In this interview, Jason King, Associate Business Development Director at OXGENE, a WuXi Advanced Therapies company, describes how end-to-end solutions can help in overcoming bottlenecks associated with plasmid manufacture, as well as how to prepare for scaling up.
Could you please introduce yourself and tell us a bit about your role?
My name is Jason King, I’m in business development for OXGENE, a WuXi Advanced Therapies company. My role is to interest clients in our cell and gene therapy platforms.
How is WuXi Advanced Therapies operating as an end-to-end solution provider?

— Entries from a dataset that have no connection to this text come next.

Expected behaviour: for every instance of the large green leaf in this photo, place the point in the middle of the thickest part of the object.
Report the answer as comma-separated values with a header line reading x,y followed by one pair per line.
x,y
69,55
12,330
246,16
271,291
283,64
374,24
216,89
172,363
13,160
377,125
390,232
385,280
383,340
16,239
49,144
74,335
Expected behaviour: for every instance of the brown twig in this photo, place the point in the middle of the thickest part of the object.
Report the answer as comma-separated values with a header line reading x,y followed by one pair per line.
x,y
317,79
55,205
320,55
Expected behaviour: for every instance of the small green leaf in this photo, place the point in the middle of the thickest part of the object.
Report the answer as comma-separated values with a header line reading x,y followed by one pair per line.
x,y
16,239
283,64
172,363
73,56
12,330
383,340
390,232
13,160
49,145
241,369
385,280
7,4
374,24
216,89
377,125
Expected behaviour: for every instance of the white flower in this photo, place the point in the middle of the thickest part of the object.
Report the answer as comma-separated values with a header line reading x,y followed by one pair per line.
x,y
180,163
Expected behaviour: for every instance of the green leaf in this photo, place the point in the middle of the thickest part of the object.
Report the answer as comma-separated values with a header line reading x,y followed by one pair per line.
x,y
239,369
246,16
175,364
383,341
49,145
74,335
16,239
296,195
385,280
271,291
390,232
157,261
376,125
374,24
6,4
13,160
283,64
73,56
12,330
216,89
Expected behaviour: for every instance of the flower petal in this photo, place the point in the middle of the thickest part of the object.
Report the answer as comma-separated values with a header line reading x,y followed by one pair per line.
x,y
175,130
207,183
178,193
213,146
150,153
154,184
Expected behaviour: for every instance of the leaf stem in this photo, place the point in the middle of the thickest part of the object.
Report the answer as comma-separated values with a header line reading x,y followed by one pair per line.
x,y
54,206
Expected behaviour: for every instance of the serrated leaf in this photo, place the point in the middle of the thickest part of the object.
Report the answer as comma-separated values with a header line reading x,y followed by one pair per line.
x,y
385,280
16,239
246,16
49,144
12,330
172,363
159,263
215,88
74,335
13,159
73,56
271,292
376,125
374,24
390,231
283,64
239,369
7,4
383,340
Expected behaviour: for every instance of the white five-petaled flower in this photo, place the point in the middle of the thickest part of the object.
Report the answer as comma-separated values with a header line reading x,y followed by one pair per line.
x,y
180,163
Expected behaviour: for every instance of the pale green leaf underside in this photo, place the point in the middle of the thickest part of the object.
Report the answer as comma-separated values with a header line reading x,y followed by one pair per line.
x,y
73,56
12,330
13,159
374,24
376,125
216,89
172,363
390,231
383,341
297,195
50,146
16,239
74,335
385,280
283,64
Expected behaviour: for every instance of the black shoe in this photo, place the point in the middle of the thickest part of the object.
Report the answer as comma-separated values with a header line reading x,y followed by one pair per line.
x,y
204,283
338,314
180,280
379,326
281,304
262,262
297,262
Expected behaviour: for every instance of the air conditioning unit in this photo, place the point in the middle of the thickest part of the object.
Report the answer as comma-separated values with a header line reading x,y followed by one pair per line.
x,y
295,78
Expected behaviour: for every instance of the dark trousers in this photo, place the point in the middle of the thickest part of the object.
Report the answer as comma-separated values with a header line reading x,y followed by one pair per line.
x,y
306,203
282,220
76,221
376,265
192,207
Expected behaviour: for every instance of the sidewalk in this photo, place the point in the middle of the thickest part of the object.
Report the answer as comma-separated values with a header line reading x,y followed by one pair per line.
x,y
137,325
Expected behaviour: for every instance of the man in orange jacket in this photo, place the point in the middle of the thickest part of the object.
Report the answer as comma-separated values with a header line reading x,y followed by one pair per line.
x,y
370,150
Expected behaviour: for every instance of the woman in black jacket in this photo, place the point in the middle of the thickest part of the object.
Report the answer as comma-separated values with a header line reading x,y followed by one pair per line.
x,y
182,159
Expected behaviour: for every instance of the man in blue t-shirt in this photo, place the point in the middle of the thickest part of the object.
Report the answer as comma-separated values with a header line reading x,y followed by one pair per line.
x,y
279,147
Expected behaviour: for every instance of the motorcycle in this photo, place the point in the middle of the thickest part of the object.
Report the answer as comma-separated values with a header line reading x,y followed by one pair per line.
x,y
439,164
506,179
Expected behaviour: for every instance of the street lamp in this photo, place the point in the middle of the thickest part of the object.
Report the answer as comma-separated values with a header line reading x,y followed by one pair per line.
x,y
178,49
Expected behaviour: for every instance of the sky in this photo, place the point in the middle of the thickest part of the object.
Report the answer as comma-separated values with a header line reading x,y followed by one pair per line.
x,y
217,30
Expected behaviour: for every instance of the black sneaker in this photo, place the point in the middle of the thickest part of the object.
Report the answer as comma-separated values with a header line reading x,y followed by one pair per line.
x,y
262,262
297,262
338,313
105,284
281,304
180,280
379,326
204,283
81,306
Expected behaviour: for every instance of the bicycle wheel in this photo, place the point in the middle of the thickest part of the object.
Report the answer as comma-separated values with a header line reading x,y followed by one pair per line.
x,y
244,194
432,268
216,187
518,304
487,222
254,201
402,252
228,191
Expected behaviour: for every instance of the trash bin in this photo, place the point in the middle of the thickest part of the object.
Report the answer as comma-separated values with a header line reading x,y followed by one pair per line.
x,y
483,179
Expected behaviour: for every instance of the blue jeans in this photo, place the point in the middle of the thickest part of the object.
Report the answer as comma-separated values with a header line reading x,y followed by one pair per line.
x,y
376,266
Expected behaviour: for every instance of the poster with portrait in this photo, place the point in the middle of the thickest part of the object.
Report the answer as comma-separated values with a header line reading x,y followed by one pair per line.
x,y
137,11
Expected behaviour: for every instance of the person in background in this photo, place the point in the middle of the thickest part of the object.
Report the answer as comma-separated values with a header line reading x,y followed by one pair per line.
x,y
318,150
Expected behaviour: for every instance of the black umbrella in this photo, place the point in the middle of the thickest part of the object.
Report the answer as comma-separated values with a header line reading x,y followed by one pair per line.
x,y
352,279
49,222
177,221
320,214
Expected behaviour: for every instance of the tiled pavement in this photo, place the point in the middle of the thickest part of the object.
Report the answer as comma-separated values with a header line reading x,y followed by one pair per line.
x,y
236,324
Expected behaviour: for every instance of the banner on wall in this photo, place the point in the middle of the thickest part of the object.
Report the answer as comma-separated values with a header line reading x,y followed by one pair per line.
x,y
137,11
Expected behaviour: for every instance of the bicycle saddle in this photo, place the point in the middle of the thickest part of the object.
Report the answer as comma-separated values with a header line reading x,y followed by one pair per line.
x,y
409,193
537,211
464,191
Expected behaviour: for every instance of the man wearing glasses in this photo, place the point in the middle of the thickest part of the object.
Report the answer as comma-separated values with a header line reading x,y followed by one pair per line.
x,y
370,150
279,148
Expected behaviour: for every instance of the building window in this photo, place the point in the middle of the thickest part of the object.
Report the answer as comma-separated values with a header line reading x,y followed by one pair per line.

Describing ourselves as an end-to-end provider means that we now fulfil the whole range of activities for our clients. Right from the earliest stages where we’re cloning their genes of interest into our viral vector systems and then optimizing them to get the best productivity, to process development work and handing over to our colleagues in Philadelphia to carry out the clinical grade manufacturing as well as the testing that goes with that, means that we can now do the whole process. We can take clients right from the beginning to the end. We do everything except the clinical trials themselves.
What do partners gain from having that end-to-end service provision?
Mainly it’s about tech transfer, as a technology transfer is something which can be quite complex. If you’ve already done the small skill work with our plasmid systems, for example, then when you transfer it to the clinical manufacturing stage, it’s the same materials, the same cells and you’re sure that things are going to work, so it de-risks the situation.
What range of plasmid scales and qualities are you able to deliver?
In terms of qualities, we do research-grade ‘clinical GMP’ and ‘commercial GMP’. The clinical and commercial GMP are both produced in the same GMP facility, but the commercial GMP has more quality assays associated with it. Scale-wise, we can go right from small-scale 1 milligram for customers who want to just evaluate or test out the plasmids initially, right up to 50 gram scales, and we can do that for research grade all the way through to commercial GMP.
What are your lead times for plasmids?
So for research-grade plasmids, we actually have all of the packaging plasmids for lentivirus vector production and AAV vector production in-stock, so lead times are about 2 weeks. We also have stocks of clinical GMP plasmids, so again, 2 weeks. For GMP plasmids, we’re looking at around 3 months.
What benefits do OXGENE’s AAV and lenti plasmids have?
So both the lentiviral and AAV plasmids have been created and optimized by OXGENE. By optimization, we mean codon optimization and plasmid size reduction, which means that the transfection efficiencies are much higher. As a result, the productivity for AAV and LV production are much higher and industry leading, in fact.
The nice thing is that WuXi Advanced Therapies in Philadelphia carries out the clinical grade manufacturing of these vectors using exactly the same reagents, using the same vector systems in the same cells. So again, if it works in small scale preclinical, it should work as well in clinical grade manufacturing
How can larger viral vector batches be accommodated as systems scale?
The plasmid system is really good for preclinical and early stage clinical work and gives you great flexibility. When you are moving towards Phase III clinical trials and on to commercial manufacturing, more scalable solutions can be useful.
OXGENE has developed two different scalable systems – TESSA™ for AAV manufacture, and LentiVEX™ stable producer lines for lentiviral vector manufacture. These are really interesting for later stages as the components of the stable systems are exactly the same as in the transient system, so if you want to move from the plasmid-based system to this scalable system later, the reproducibility of production should be greater.
What else needs to be considered when assessing scalability?
It’s more to do with reproducibility and with scaling, it’s important. A plasmid system scales up well to 200 litre bioreactors, but beyond that it becomes quite difficult and challenging. The scalable systems don’t rely on plasmid transfection, and therefore are more scalable.
From an operator point of view, it’s a much simpler process to add a biochemical to induce expression of vectors rather than to try and transfect 3 or 4 plasmids into all of those cells.
How can plasmid manufacture become a bottleneck for clinical grade viral vector manufacture?
People talk about the bottleneck quite a lot and this is really an issue. When you have lead times for clinical production slots for viral vector manufacture that are 6 or 7 months, you need to ensure that the plasmid produced is supplied in a shorter time frame than that. This is why we aim for 3-month time frames for the GMP plasmid so you can be sure in knowing that your plasmids are going to be available for the manufacturer to do the viral vector manufacturing with them.